St James’s Place has decided to increase its interim dividend payout by 15 per cent despite a Financial Services Compensation Scheme levy of £17m.
The interim dividend for 2016 will be 12.33p, paid on 30 September.
SJP says its FSCS levy has hit “all profit measures”, but expects the levy to “return to a more normalised level” in future.
The company has made a pre-tax profit on an IFRS basis of £60.5m for the first half of the year, down around 10 per cent from £67m at the same time last year.
Funds under management have gone from £55.5bn to £65.6bn, while net inflows went from £2.7bn to £3.1bn over the same period.
SJP says it plans to roll out a long-term care service later this year, as well as probate support services, an “intergenerational gifting service” and family protection products.

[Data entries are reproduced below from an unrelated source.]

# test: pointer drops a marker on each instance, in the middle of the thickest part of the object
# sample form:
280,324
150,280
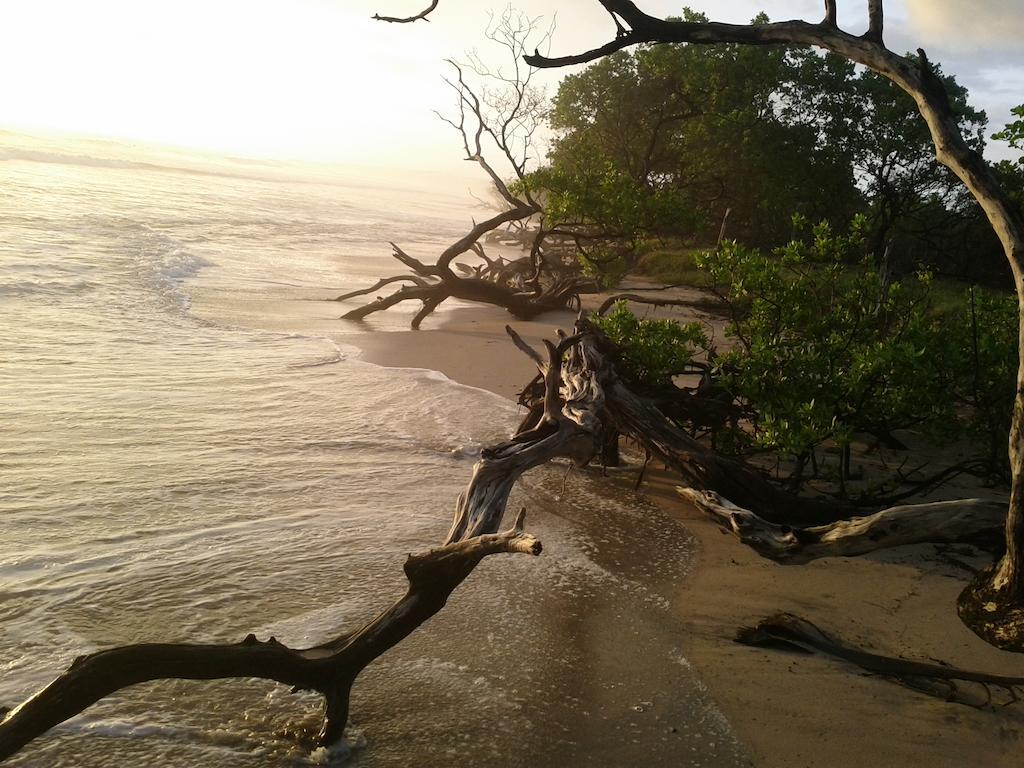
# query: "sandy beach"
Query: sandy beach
787,710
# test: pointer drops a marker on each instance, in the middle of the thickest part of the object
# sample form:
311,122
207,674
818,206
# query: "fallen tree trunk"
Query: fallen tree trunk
433,284
792,632
957,520
331,669
581,400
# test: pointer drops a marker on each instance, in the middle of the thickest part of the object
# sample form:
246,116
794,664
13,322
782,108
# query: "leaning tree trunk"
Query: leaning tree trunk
993,604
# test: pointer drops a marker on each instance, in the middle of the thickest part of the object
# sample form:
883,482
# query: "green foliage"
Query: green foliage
697,130
825,347
1013,133
664,140
652,350
823,350
605,198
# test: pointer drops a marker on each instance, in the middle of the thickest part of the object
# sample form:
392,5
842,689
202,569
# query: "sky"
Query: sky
318,80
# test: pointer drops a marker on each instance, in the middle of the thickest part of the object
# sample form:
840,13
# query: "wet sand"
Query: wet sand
786,710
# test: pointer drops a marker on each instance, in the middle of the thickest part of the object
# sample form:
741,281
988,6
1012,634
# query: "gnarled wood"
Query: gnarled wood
911,523
788,631
422,15
1004,585
332,668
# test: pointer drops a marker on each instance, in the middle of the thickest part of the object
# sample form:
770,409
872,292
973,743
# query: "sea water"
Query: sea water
177,470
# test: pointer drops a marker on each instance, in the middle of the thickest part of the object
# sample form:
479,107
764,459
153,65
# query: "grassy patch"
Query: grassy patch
672,264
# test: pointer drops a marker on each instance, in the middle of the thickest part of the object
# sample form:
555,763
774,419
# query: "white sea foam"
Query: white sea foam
177,478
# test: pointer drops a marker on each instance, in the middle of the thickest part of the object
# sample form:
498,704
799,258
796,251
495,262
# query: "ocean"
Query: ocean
174,468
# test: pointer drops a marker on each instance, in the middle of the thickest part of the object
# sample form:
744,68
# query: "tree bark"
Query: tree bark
993,605
957,520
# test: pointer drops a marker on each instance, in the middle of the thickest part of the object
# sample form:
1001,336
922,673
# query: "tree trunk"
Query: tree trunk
993,605
961,520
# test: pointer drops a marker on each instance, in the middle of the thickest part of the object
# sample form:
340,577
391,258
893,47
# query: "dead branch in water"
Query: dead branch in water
958,520
503,112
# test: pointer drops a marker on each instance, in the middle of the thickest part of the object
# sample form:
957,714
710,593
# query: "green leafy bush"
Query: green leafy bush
652,350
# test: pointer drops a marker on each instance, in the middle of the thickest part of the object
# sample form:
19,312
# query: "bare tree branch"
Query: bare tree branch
409,19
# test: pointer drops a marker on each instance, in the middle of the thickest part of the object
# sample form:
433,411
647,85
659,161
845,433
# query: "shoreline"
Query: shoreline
786,710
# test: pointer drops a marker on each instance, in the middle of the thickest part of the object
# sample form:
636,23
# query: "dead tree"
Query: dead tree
933,522
570,429
582,400
503,110
993,604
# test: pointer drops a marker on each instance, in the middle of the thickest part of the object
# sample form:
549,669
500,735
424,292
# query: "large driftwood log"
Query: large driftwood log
582,400
569,429
933,522
525,287
992,605
794,633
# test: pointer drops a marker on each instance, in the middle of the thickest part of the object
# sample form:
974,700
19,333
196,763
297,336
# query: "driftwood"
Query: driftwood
568,429
793,633
583,400
958,520
525,287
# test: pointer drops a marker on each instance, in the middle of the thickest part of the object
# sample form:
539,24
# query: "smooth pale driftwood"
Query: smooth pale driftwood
909,523
332,668
525,287
792,632
993,604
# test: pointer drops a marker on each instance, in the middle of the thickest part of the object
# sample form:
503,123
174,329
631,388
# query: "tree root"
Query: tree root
960,520
793,633
990,615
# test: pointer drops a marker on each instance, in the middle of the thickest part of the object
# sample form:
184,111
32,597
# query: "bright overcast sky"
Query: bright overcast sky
318,80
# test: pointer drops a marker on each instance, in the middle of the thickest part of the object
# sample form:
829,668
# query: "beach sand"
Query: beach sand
787,710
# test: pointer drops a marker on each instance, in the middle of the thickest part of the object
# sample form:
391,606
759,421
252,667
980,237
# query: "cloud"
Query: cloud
968,24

It follows the launch of its family mortgage range with Metro Bank, where SJP clients can use their investments to help relatives access lower mortgage rates.
SJP is also planning to launch a Worldwide Income fund managed by Investec’s Clyde Rossouw.
SJP chief executive David Bellamy says: “Whilst the UK’s decision to leave the EU has created a period of economic uncertainty, the challenges and responsibilities that many people face when considering how to manage their wealth and the ever changing tax considerations, remain. We believe we are extremely well placed to meet this increasing need for advice.
“Consequently, without being complacent about the possible consequences of Brexit, the proven strength in our business model and ongoing momentum gives us confidence in our ability to deliver continued growth in line with our objectives.
“Indeed, I can report that new fund flows since the referendum remain in line with those medium term objectives.”